It's peak sugaring season in much of the Northeast, when the country's maple syrup producers tap their trees to collect the sap that flows freely this time of year. It takes about 40 gallons of maple sap -- and nothing else -- to make one gallon of real maple syrup. By contrast, the artificial stuff -- think Aunt Jemima and Mrs. Butterworth's -- is mostly corn syrup.

Fake maple syrup resembles real maple syrup about as much as Velveeta resembles a good Camembert. But when I asked 1,000 Americans which they preferred on their pancakes, the artificial brands won out big time. Just over 25 percent of respondents to an online Google Consumer Survey panel said that real maple syrup was their pancake topper of choice. Seventy percent chose either Aunt Jemima, Mrs. Butterworth's, Log Cabin or Hungry Jack, while another three percent chose something else.

Looming behind this preference, of course, is the specter of price. A gallon of Mrs. Butterworth's will set you back just under 8 bucks at Wal-Mart. A gallon of the real stuff, on the other hand, typically retails for anywhere from $40 to $60. The labor-intensive process of collecting and boiling down all of that sap is the reason the price is so high.

[Related: America has fallen out of love with diet sodas]

And this process only happens on a commercial scale in the Northeast. Vermont is the nation's undisputed King of Maple Syrup, accounting for more than 40 percent of the total U.S. output of over 3 million gallons in 2014, according to the USDA. Seven of the top 10 maple-producing counties are in Vermont. While New England states have the highest production levels, there's a surprisingly robust maple syrup industry in states like Ohio, Wisconsin and Michigan, too.

Overall maple syrup output has risen sharply since about 2008 (thanks, Obama!), climbing by more than 50 percent since then. In 2013, the national maple industry's output was worth about $132 million. For perspective, the legal marijuana industry in Colorado sold $700 million worth of weed last year. And our 3.3 million annual syrup gallons are just a fraction of the 12 million churned out in Canada, mostly by Quebec's powerful syrup cartel.

Interestingly, the inflation-adjusted price of a gallon of real maple syrup hasn't really budged in the past 20 years, hovering right around $40 since 1992. So some producers are getting creative in their search for more revenue.
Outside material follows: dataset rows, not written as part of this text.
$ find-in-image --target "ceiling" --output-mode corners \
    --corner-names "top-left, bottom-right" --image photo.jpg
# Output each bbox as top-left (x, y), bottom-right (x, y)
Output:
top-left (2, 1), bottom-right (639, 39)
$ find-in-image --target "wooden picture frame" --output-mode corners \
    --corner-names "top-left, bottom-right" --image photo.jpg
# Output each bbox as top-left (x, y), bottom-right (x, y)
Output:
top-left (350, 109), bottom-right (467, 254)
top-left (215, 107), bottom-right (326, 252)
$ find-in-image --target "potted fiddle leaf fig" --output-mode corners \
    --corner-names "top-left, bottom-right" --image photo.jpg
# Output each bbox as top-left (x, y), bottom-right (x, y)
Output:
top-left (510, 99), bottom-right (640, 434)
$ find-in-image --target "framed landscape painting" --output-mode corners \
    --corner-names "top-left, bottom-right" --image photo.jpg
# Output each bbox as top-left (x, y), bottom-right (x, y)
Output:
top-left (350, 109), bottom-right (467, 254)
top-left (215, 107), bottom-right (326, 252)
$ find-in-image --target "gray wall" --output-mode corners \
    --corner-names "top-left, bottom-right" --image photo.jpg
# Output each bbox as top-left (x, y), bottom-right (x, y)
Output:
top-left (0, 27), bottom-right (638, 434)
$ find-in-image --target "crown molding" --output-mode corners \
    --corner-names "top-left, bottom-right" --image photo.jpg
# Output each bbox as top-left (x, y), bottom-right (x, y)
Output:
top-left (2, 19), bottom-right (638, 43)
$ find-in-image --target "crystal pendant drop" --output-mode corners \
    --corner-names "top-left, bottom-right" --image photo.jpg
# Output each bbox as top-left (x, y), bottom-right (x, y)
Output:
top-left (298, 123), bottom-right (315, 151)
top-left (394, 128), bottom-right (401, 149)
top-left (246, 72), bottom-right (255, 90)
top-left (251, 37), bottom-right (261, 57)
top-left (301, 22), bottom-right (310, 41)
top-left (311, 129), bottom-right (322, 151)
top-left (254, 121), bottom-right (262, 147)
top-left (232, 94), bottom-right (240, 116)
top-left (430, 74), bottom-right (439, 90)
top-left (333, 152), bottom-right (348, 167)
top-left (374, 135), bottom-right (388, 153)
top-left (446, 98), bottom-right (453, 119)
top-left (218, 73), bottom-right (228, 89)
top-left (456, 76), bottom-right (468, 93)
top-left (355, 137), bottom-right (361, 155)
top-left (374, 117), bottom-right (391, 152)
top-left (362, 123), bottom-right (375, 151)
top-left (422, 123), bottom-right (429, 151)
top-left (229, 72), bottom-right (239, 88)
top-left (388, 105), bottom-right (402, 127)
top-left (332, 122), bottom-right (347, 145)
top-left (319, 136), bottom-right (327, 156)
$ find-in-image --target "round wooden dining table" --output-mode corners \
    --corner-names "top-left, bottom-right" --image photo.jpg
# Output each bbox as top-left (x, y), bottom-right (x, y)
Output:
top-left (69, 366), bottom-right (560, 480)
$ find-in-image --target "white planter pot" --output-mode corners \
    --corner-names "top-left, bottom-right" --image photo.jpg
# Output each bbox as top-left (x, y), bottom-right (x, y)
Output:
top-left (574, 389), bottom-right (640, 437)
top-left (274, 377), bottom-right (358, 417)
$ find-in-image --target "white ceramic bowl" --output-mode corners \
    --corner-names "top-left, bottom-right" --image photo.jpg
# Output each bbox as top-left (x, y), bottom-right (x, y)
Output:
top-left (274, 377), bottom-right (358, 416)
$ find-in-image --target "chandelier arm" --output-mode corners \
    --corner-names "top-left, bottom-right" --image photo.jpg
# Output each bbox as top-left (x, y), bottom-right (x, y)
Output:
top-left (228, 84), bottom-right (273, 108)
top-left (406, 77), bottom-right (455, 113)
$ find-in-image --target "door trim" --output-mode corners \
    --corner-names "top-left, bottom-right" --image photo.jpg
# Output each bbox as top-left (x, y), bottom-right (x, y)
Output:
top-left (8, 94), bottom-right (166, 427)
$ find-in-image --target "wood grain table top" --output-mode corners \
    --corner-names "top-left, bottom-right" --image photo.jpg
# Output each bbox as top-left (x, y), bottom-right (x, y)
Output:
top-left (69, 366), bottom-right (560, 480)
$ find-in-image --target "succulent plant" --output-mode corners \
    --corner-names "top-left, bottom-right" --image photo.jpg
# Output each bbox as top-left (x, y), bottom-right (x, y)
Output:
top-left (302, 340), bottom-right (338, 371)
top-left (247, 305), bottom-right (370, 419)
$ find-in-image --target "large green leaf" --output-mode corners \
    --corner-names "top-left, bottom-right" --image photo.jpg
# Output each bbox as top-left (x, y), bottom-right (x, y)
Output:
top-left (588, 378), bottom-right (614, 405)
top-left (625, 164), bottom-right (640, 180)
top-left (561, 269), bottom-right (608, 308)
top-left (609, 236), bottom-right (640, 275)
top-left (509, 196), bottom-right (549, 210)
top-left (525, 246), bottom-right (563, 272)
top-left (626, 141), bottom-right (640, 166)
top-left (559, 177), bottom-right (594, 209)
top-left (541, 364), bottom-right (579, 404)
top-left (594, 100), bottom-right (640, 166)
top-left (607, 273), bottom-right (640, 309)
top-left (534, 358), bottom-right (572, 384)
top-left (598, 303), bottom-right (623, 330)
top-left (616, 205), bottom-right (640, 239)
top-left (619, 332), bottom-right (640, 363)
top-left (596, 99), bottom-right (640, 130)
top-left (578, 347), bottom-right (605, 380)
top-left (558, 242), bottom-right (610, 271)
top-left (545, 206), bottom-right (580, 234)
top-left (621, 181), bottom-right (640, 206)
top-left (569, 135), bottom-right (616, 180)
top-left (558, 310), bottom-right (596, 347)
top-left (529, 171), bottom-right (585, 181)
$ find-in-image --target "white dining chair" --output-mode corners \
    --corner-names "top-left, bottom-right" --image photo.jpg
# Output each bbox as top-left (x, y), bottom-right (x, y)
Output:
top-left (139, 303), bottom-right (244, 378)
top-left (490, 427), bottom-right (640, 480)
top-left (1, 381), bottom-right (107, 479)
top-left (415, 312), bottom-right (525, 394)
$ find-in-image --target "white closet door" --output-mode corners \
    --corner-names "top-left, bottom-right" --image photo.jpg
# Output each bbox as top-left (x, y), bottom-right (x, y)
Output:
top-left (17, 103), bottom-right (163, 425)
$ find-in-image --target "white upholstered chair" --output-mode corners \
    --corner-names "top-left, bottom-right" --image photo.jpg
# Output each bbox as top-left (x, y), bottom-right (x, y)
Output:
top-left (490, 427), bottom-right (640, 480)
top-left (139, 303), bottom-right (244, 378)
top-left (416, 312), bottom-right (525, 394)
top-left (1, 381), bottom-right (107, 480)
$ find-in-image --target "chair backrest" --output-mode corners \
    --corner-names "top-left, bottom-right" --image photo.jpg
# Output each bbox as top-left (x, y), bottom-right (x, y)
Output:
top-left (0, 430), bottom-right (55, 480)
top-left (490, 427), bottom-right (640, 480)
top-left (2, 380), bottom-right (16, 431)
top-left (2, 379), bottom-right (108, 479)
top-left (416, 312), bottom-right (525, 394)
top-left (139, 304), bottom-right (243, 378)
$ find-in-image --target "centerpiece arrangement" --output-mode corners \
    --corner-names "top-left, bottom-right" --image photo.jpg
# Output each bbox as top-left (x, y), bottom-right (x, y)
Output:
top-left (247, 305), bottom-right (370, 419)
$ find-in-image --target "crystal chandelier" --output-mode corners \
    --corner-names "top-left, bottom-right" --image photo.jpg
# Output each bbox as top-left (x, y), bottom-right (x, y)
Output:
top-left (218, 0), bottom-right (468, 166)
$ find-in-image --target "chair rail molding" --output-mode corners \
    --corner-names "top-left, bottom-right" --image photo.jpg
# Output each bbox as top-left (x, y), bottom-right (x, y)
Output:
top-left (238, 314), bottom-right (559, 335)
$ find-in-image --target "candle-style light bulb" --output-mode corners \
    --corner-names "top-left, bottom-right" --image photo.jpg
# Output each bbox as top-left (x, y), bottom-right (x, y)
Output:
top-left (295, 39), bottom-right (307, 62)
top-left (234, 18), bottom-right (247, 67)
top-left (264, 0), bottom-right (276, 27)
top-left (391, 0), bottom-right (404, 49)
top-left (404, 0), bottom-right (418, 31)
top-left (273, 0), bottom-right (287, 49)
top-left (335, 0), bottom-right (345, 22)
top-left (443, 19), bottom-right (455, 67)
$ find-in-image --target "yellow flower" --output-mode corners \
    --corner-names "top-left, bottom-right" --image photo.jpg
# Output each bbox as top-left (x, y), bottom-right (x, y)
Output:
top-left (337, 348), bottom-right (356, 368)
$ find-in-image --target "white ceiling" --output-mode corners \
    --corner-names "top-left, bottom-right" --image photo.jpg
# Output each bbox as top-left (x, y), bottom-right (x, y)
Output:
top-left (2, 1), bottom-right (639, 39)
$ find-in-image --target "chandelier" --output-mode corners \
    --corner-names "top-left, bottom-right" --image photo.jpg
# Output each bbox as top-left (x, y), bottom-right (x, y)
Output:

The latest innovation is a push to sell "maple water," which is really the raw sap, straight from the tree. Producers are marketing it as a competitor to coconut water, touting its alleged health benefits, and selling it under brand names like DRINKmaple, Vertical and SEVA.

While it has yet to catch on in a major way, a quick look at the numbers tells you all you need to know about why producers are pushing it aggressively. Say you have 40 gallons of maple sap on hand. You can boil that down to syrup and sell it at retail for about $40. Or, you could package it up into 16-ounce cartons and sell them for $3 each, which multiplied by eight cartons per gallon times 40 total gallons would yield $960 in revenue.